Recent guidance encourages small businesses to publish a statement under the Modern Slavery Act 2015
Under the Modern Slavery Act 2015 businesses which supply goods or services from or to the UK, and have a global turnover above £36 million, must publish a slavery and human trafficking statement each financial year. This statement should set out the steps the business has taken to ensure that there is no slavery or human trafficking in their business or supply chains.
The Home Office has recently published updated guidance on this statement. This article focuses on the key updates most applicable to local businesses.
Under the Act, only businesses which meet the turnover threshold are required to publish a statement. However, the updated guidance states that smaller organisations are free to voluntarily publish their own statement and may find it beneficial to do if they are:
· responding to supply chain due diligence queries, which might ask if that business has a statement or policy setting out their approach to tackling modern slavery; and/or
· bidding for contracts against businesses that have a modern slavery statement.
The guidance encourages all businesses to be open and transparent about their recruitment practices, policies and procedures in relation to modern slavery and to take steps that are consistent and proportionate with their sector, size and operational reach, even if the Act does not apply.
In our experience we have found that larger organisations and particularly those that operate within the public sector are requiring their suppliers to demonstrate compliance with the principles of this Act. If you are increasingly facing this challenge then it could be commercially prudent to publish a statement. You may find that this could be used as a sales differentiator against your competitors in the market place.
Structure of Statement:
The guidance clarifies what information a statement should include in order to comply with best practice.
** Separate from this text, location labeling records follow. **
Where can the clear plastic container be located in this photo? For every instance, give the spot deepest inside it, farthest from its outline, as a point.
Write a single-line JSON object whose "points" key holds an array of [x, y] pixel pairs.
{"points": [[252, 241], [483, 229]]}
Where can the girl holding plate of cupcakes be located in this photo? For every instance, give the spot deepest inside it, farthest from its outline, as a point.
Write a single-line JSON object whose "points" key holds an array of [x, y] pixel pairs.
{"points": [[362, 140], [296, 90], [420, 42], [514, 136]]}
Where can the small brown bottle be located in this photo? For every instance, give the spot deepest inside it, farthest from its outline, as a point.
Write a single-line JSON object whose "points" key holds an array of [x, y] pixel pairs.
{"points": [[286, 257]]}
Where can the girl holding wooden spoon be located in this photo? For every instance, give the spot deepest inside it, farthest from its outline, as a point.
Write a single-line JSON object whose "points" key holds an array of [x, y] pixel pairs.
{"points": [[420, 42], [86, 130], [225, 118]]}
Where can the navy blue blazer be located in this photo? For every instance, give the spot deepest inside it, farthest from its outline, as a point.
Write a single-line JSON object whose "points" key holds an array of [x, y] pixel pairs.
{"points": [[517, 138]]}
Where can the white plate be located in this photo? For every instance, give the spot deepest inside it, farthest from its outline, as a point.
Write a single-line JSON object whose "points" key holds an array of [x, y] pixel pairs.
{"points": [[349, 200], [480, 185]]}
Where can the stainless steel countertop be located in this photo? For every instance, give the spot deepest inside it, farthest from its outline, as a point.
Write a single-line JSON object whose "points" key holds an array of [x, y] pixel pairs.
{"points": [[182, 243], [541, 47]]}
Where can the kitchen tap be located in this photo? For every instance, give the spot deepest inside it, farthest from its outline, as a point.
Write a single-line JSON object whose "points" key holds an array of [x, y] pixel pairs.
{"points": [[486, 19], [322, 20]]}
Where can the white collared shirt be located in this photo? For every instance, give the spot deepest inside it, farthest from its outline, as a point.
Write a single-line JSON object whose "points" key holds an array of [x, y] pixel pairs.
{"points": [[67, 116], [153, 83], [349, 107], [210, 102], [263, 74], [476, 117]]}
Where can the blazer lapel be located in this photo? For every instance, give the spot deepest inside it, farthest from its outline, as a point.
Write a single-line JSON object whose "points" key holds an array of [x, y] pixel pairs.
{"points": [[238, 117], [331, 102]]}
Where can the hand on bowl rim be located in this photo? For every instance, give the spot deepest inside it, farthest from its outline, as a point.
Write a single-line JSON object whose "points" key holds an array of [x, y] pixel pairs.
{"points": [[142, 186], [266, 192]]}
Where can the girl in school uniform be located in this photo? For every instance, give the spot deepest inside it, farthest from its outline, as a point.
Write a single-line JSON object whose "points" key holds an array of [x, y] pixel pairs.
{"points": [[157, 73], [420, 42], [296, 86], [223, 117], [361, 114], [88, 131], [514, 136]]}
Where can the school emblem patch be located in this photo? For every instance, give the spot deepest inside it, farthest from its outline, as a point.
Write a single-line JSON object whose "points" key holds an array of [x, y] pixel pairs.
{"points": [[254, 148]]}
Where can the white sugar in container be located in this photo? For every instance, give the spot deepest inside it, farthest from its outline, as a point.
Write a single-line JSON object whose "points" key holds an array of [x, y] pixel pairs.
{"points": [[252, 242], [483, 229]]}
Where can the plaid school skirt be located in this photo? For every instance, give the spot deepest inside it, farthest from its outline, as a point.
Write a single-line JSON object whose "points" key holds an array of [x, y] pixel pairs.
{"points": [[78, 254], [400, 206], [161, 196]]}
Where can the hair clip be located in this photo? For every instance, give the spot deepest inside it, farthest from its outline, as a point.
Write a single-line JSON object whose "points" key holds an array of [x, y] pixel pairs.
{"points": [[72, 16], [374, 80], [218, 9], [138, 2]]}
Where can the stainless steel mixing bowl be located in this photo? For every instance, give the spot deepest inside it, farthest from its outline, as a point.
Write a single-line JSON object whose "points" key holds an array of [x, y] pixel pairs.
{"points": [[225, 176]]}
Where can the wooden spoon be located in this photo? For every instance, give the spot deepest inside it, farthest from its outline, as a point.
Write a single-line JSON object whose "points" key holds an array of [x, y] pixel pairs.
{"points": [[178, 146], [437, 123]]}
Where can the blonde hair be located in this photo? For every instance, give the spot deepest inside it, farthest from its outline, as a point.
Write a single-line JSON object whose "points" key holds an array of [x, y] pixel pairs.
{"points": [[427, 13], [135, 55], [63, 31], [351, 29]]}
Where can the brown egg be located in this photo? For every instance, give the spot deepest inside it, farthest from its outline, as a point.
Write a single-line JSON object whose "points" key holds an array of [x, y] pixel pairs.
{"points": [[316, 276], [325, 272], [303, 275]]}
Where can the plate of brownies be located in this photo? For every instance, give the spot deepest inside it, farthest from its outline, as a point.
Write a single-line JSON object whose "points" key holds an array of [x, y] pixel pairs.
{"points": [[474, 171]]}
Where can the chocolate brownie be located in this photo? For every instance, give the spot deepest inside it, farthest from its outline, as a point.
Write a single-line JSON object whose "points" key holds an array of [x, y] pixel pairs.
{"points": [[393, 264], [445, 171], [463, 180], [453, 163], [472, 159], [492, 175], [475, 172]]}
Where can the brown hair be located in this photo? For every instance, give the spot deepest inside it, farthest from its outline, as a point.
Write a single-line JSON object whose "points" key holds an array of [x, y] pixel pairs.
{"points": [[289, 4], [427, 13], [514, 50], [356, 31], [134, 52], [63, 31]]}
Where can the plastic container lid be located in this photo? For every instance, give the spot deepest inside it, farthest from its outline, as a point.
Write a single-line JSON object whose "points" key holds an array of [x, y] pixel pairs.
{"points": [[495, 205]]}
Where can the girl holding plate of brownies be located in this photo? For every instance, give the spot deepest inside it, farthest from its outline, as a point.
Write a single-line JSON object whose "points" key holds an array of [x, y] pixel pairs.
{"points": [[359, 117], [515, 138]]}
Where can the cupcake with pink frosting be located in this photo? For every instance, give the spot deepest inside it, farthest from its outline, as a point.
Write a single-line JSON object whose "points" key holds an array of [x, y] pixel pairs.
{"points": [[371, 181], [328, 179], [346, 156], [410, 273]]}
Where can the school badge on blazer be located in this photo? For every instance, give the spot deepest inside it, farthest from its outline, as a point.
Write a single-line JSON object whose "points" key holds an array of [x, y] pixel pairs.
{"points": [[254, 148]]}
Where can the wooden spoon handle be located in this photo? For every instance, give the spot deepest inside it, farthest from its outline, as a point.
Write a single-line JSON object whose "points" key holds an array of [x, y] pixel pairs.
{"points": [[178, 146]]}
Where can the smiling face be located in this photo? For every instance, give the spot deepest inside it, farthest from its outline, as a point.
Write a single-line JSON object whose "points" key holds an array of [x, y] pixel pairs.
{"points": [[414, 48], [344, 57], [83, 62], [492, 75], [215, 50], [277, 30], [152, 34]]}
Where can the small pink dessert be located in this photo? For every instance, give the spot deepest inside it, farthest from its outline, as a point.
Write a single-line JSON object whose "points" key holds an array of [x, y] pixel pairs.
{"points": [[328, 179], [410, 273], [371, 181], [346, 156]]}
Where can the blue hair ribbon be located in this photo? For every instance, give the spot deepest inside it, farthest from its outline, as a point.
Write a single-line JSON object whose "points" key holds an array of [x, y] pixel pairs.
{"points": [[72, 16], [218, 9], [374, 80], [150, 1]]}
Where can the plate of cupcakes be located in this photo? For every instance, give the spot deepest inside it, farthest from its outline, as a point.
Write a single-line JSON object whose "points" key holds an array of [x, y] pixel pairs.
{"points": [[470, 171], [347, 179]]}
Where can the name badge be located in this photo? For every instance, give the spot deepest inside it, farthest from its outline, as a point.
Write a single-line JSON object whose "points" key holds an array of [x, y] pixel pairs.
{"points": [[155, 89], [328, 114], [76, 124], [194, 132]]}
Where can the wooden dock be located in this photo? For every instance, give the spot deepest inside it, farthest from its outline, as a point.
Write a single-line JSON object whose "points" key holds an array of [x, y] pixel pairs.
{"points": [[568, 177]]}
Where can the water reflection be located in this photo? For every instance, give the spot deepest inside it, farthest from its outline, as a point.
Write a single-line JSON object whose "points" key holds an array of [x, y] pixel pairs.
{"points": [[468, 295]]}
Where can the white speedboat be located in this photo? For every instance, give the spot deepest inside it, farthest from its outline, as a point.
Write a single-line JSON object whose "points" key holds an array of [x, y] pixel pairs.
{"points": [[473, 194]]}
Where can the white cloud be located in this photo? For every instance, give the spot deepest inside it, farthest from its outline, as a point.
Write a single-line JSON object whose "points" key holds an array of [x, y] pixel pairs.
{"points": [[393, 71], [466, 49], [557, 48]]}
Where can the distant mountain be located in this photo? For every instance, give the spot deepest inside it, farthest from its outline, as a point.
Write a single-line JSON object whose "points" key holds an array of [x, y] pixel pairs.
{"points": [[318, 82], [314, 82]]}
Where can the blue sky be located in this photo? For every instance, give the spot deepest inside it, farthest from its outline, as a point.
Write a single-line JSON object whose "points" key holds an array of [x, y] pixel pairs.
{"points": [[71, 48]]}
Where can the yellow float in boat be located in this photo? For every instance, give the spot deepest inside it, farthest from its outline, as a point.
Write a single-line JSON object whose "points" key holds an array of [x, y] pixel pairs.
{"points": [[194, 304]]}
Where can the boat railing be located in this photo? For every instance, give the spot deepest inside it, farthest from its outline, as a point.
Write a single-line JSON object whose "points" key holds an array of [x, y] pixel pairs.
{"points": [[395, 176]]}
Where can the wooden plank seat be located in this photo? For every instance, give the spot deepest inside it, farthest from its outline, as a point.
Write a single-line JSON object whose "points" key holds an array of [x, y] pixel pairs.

This includes information regarding the business’s structure, policies, due diligence processes, effectiveness of steps taken measures against key performance indicators, as well as training about slavery and human trafficking.
If your business has already published a statement then you will need to ensure that your next statement outlines the improvements your organisation has made to tackle modern slavery both within the business and its supply chains. If you haven’t taken steps to address this then we strongly advise you do so without delay. You should be aware that statements are due to be published within 6 months from the financial year end.
Businesses are encouraged to keep their previous statements available on their website. It is also recommended that if a business publishes a statement and then its turnover dips below the £36 million requirement it should still continue to publish yearly statements. It is clear that measuring progression and transparency are key factors in order for compliance and success to be measured. Therefore, we would recommend that you take advice before publishing a subsequent statement so your business can demonstrate effectively any improvements it has made.
All businesses are encouraged to publish a statement even if they are not required to legally do so, especially where such organisations are looking to work with larger organisations caught by the Act. If this applies to you then you should consider whether it is commercially beneficial to produce a statement. You should also consider reviewing your supply chains, contracts and policies to ensure that you are adopting the principles set out within the legislation.
Businesses that have already published their first statement should ensure that their next statement demonstrates the action they have taken and the improvements made based on the measures outlined in their previous statement. While key performance indicators were not so important in a business’s first statement, it is now clear previous statements will be used as a measure by which potential investors, consumers and the media gage the effectiveness of the steps taken by the business to ensure that there is no slavery or human trafficking in their business or supply chains. Overall, it is clear that businesses of all sizes should be proactively reviewing their procedures and approach to modern slavery issues.